5.3. Correlation Analysis

Let’s analyze the correlation between different Indian stocks:

# Pivot the data to have one column per stock
pivot_query = """
WITH daily_pivot AS (
    SELECT 
        Date,
        Symbol,
        daily_return
    FROM 
        daily_returns
    WHERE 
        daily_return IS NOT NULL
)
SELECT 
    Date,
    """

# Create dynamic SQL for pivoting
pivot_columns = []
for ticker in indian_stocks:
    ticker_clean = ticker.replace('.', '_')
    pivot_columns.append(f"MAX(CASE WHEN Symbol = '{ticker}' THEN daily_return END) AS {ticker_clean}")

pivot_query += ", ".join(pivot_columns)
pivot_query += """
FROM daily_pivot
GROUP BY Date
ORDER BY Date
"""

# Execute the pivot query
pivot_data = con.execute(pivot_query).fetchdf()
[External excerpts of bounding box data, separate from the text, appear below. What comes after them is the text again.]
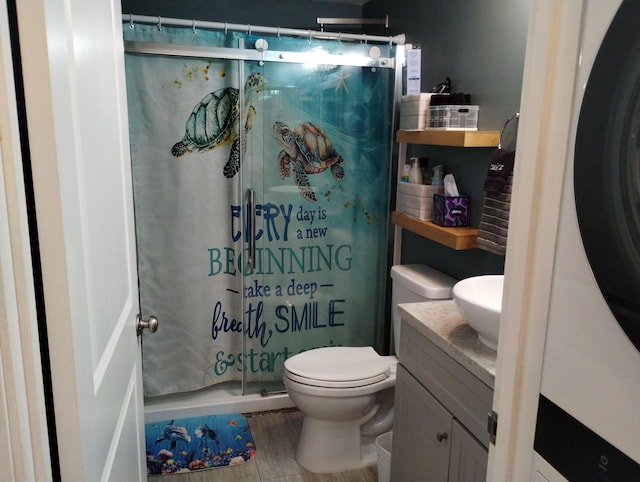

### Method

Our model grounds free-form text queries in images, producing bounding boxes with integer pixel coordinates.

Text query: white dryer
[534,0,640,481]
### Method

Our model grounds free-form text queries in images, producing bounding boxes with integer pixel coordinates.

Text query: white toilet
[284,264,456,473]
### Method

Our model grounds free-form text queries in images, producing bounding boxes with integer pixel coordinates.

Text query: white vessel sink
[453,275,504,350]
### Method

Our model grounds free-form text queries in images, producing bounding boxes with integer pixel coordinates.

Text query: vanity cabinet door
[391,364,453,482]
[449,419,489,482]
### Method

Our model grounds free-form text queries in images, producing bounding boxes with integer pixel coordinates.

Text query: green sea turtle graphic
[171,72,266,178]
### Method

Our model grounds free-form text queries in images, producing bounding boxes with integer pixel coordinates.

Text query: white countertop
[399,300,497,388]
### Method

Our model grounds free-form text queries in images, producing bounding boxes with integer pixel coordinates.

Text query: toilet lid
[284,346,390,387]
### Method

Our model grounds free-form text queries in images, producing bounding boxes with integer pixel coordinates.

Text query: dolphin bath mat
[144,414,256,475]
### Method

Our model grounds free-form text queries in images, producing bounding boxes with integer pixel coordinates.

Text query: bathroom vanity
[391,300,496,482]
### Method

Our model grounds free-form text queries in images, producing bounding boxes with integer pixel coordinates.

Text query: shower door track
[124,40,396,69]
[122,14,405,45]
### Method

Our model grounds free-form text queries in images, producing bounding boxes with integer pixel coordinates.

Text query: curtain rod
[122,14,405,45]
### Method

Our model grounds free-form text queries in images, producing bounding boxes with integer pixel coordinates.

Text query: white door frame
[487,0,584,482]
[0,2,52,481]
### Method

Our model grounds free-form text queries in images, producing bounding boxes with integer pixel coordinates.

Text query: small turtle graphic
[171,72,266,178]
[273,121,344,202]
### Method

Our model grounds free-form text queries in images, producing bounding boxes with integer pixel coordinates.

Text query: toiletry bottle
[431,164,444,186]
[400,164,411,182]
[409,157,422,184]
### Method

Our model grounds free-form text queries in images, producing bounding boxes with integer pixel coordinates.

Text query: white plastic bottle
[409,157,422,184]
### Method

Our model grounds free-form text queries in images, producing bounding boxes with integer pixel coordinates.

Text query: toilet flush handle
[436,432,449,442]
[136,313,158,336]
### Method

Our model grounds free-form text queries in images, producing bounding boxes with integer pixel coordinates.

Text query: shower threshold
[144,382,294,423]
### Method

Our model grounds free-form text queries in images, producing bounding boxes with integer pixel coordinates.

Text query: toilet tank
[391,264,457,355]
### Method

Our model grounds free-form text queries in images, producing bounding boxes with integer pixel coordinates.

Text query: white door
[16,0,146,481]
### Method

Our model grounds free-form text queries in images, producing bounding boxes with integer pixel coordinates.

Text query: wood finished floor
[148,410,378,482]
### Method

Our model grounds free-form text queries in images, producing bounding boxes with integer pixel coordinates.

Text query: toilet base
[296,416,377,473]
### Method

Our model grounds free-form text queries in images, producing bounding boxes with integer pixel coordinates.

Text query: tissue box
[427,105,480,131]
[396,182,444,221]
[433,194,469,227]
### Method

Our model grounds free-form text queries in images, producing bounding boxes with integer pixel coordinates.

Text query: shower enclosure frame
[123,15,404,421]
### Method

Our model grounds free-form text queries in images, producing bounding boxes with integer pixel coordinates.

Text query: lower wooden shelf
[391,211,478,250]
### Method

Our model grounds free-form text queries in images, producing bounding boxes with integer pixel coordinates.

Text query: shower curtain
[122,24,395,396]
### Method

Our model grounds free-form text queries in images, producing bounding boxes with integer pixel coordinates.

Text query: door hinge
[487,410,498,445]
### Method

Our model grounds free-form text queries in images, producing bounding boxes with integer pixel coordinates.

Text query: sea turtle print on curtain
[171,72,265,178]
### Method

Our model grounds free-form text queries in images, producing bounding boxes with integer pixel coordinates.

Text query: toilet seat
[284,346,391,388]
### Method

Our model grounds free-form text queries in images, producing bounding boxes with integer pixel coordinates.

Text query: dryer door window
[574,0,640,349]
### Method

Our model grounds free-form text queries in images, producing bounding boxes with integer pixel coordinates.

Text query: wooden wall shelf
[396,129,500,147]
[391,211,478,250]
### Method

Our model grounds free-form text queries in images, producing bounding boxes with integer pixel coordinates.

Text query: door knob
[136,313,158,336]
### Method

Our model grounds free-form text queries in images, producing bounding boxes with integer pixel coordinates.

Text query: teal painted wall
[364,0,530,278]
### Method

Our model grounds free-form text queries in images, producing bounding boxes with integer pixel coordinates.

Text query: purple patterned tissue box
[433,194,469,227]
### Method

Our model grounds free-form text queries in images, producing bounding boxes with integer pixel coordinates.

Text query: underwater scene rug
[144,414,256,475]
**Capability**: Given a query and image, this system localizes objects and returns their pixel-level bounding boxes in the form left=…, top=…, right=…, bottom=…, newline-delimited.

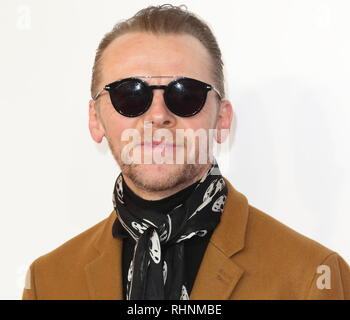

# Calculate correlation matrix
correlation_matrix = pivot_data.iloc[:, 1:].corr()

# Plot correlation heatmap
plt.figure(figsize=(14, 12))
sns.heatmap(correlation_matrix, annot=True, cmap='coolwarm', linewidths=0.5,
            xticklabels=[s.replace('.NS', '') for s in indian_stocks],
            yticklabels=[s.replace('.NS', '') for s in indian_stocks])
plt.title('Correlation Matrix of Indian Stocks', fontsize=16)
plt.tight_layout()
plt.savefig('indian_stocks_correlation.png')
plt.show()

5.4. Sector Performance Comparison (using index data)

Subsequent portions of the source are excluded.